Wednesday, November 23, 2016

Way Back When-esday - Everyone Makes Mistakes...

...the Thanksgiving Eve episode.

Way back when, when Darren and Sarah were wee one-year-olds, I made a classic maternal mistake---one I've remembered each and every year on this day since.

Excerpted from Twinspiration: Real-Life Advice from Pregnancy through the First Year and Beyond, the self-exposing chapter entitled "Everyone Makes Mistakes," enjoy...and feel better.
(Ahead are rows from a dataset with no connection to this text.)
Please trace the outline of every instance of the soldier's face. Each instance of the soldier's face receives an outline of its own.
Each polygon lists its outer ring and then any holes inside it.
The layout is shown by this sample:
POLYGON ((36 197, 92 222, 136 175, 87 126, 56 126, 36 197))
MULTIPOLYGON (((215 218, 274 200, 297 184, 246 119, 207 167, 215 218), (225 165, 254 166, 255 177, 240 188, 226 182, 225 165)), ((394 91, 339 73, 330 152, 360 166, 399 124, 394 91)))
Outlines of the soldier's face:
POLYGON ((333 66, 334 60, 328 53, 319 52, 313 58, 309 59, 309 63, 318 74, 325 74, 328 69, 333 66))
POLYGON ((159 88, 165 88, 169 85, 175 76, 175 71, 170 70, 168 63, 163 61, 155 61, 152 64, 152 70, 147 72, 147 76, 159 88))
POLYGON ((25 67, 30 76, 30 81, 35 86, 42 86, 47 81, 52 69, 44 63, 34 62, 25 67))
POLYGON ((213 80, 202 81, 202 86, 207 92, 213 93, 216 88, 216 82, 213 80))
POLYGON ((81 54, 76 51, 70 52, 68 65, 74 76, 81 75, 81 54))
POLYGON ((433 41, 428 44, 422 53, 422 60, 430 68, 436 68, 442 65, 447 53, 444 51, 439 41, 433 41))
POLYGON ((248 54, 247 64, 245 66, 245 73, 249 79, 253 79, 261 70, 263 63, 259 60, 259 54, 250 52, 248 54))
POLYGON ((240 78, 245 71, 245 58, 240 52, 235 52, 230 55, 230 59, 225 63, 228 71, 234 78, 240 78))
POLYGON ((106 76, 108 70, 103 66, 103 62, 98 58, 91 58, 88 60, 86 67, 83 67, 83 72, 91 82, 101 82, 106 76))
We all make mistakes...some bigger than others.

Dateline: November 2002 
Twins’ age: 14 months 

Thanksgiving grocery shopping.  Using the “push-double-stroller-with-one-hand-in-front, while-pulling-grocery-cart-behind-with-other-hand method”, we complete our Thanksgiving grocery shopping on Thanksgiving Eve afternoon.  The bag-man at Food Lion, in every effort to be helpful on this busy shopping day, offers to bring my cart to the curb once I have loaded the babies in the car.  After his continued insistence, I go along.  Pulling up to the front of the store, the bag-man is no where to be found.  Not wanting to honk, I turned off the car to wait.  Finally, realizing he has no doubt forgotten, I decide to pull directly in front of the automatic door, crack the back car windows for the babies, and run in the door quickly to signal the man for our cart.  Better lock the car doors.  Don’t want the gifts for which I am most thankful to be at risk even for a few seconds.  As I shut the car door, I see my keys.  In the ignition.  Ugh.  Signaled for my groceries, and for a call to the police, alerting them to my “two infants locked in the car” faux pas.  The crew at Food Lion was fantastic, and far more panicky than I was.  Needless to say, the babies were fine.  We made goofy faces at them from the outside (as I usually do), so nothing seemed out of the ordinary to them.  Another employee owned a similar model car, and offered to “break in” mine as he often did into his.  After being told the wait was upwards of 45 minutes for the auto locksmith, this young, gallant  Food Lion employee had us in our car within 5 minutes.  Knowing the time, anguish, and money he had saved us by his feat, I was desperately trying to shove cash into the young man’s hands.  His response?  “Buy something nice for the babies.  They’re cute.”  My faith in Generation X was thoroughly restored.  However, upon recounting this tale to hubby, it took a while for his faith in Mommy to be restored. When this car died a few months later, we purchased a used Volvo station wagon. In addition to the incredible safety rating, an undeniable selling point was that you cannot lock yourself out of the car.